Star Trails – Northbridge Through the Aeons…
by Rodney Campbell on Apr.30, 2013, under Life, Photography
I’d been considering a potential star trails session at this location under the historic bridge at Northbridge for a little while.
Since we were close by at 10PM at night (I know don’t ask :)) and it was a clear moonless night Gerry and I decided to kill a few very cold and wet (the dew formation was ridiculous – lucky I brought the star trails socks :)) hours waiting for the frames to complete.
I also wanted to try out my new very fast wide angle lens (the Sigma 35mm f/1.4) to see if could help me with star trails. I must say it enabled me to shoot at an insanely low ISO (atypical for shooting stars) – I shot the following at ISO 160 instead of the more typical ISO 1600.
From around 10:15PM we shot some ambient and foreground shots at more typical landscape settings first (along with light painting the tree’s and bridge with the uber torch (the Nitecore 860 lumen monster)). I then shot the 223 frames taken at 35mm and 30 seconds @ f/1.4 and ISO 160 from 10:45PM to 12:40AM which were then stacked and blended with the earlier exposures to produce the following final star trails image…
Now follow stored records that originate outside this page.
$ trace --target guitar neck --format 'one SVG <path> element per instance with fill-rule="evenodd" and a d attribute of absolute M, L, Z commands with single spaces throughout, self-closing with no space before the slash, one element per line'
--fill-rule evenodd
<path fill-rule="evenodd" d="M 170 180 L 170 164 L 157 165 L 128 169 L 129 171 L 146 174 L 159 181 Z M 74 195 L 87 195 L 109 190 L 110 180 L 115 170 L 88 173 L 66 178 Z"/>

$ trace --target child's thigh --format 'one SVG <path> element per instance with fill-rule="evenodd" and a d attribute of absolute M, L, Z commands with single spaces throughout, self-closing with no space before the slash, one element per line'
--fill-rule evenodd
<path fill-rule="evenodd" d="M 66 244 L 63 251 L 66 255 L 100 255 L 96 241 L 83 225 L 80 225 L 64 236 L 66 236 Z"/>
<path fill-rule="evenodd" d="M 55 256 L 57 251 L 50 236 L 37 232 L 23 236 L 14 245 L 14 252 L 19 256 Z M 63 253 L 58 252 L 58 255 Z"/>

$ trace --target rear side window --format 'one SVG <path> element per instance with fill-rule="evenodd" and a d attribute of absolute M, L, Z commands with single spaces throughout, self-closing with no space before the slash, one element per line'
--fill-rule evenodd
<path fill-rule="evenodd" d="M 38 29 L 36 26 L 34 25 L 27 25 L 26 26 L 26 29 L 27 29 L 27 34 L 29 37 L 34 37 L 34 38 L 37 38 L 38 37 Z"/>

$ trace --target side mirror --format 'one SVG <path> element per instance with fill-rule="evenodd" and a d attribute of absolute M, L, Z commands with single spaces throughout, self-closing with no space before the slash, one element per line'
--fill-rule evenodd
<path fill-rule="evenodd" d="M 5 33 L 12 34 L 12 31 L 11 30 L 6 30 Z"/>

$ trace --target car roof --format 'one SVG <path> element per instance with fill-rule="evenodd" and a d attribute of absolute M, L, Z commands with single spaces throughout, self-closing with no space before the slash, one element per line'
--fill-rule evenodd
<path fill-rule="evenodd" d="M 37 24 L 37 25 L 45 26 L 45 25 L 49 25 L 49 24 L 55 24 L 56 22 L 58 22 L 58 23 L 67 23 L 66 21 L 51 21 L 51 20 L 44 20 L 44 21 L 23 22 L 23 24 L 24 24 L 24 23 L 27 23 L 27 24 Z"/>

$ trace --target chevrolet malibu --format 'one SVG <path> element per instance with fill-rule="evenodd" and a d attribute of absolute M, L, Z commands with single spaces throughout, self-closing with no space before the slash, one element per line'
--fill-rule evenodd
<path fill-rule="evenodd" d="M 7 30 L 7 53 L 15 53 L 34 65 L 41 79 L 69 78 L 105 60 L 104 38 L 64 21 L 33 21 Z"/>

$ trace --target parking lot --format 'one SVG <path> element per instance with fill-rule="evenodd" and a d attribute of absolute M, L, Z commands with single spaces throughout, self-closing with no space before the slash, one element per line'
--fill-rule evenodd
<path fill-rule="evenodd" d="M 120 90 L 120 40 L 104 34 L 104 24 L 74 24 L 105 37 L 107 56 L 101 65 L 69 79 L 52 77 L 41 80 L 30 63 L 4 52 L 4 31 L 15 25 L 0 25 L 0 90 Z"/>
Northbridge Through the Aeons
It was a very late evening finishing around 1AM and the fog rolled in a number of times creating havoc with some of the source frames – although I’m hoping Gerry will convert the lower half into a timelapse movie of the fog swirling around at ground level.
Here is a single frame of a small part of the milky way pointing in exactly the opposite direction (as it happens there were far more visible stars in this direction – which we didn’t notice till we were well under way :(). What is pretty remarkable about this shot is that we’re fully in the heart of Sydney here so light pollution is about as bad as it gets which generally makes shooting stars nigh on impossible. I wasn’t really expecting to see to much in the result – I could just make out the milky way by eye – but the D600 and the Sigma 35/1.4 has pulled out what I think is a pretty acceptable result.